Presidential Elections Results
| Year | Republican | Democratic | Third Parties |
|---|---|---|---|
| 2020 | 36% 2,301 | 62% 3,900 | 1% 66 |
| 2016 | 41% 2,182 | 58% 3,130 | .01% 49 |
| 2012 | 49% 2,614 | 50% 2,692 | .01% 51 |

===Township Council===
- Cassandra Ross Eccles, Fifth Ward, President
- Paul L. Cullen, At-Large
- Shamus Petrucelli, At-Large
- Richard S Hughs, First Ward
- George Stewart, Second Ward
- Mike Hammill, Third Ward, Vice-President
- Olivia T Payne, Fourth Ward

==Services==
The township has two volunteer fire departments that are responsible for portions of the township: Pleasant Valley VFD (Station 217) and Parkview VFD (Station 218). Parkview VFD also provides emergency medical services for the entire township through Parkview EMS (Station 180).

The Police Department (3300 units) is supervised by Police Superintendent Jay R. Davis and maintains a full-time police department

The Human Services Department is the home of the Township Social Services Coordinator, Jalen Byrd.
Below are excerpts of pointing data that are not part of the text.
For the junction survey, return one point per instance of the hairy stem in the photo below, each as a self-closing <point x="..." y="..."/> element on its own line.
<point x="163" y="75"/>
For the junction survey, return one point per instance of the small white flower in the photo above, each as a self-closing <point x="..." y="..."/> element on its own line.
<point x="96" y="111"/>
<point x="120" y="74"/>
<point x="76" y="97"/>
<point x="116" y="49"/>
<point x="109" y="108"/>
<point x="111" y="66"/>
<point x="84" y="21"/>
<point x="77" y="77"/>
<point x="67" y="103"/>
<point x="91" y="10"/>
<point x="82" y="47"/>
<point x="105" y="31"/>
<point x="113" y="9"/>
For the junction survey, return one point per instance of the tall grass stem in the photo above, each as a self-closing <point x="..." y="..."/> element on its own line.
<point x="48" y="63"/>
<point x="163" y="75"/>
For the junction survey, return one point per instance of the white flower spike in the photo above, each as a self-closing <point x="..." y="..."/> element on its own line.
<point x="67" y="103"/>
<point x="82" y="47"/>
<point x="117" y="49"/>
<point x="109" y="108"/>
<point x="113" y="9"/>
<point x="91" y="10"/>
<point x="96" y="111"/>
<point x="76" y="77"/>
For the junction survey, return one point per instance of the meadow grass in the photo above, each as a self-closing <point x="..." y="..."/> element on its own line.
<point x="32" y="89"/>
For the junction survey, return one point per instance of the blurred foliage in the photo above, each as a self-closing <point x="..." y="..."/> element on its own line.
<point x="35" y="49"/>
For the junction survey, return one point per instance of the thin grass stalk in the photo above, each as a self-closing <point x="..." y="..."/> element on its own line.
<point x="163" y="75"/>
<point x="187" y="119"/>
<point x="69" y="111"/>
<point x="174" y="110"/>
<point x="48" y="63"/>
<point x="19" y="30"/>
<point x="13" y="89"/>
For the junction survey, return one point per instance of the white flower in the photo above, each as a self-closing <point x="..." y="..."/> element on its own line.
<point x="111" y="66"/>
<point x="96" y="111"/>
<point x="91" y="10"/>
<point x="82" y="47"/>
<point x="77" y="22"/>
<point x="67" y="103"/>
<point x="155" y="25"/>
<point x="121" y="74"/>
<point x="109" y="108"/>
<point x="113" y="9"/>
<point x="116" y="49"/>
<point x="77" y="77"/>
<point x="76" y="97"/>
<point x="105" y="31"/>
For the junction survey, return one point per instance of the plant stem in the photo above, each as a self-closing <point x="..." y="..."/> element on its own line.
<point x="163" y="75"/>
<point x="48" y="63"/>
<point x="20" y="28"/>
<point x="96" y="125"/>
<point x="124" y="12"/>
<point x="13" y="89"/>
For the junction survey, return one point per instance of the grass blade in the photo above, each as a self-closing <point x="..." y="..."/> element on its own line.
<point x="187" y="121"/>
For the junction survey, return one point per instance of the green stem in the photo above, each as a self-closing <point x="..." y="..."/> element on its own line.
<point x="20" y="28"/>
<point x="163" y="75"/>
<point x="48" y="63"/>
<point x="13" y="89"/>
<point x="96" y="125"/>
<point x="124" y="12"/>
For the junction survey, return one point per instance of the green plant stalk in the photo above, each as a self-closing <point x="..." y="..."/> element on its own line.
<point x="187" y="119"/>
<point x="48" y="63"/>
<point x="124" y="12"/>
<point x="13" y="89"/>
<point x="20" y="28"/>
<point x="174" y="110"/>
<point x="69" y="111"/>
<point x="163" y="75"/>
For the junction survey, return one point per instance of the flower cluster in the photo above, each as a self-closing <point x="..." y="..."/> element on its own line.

This individual is charged with assisting the Township Police Department and other Township Departments if they believe an individual may need the assistance of social services. Residents may also seek the assistance of the Social Services Coordinator. Help with social services may include drug and alcohol treatment, mental health treatment, hoarding treatment and obtaining food and shelter.

The local Emergency Management Agency for O'Hara Township consist of one Coordinator (James Farringer) and two Deputy Coordinators (Thomas Polczynski and Thomas Heilmann).

==Education==
K–12 public school students attend the Fox Chapel Area School District.

==Culture==
O'Hara is home to both the Bayernhof Music Museum and the RIDC O'Hara Research and Business Park.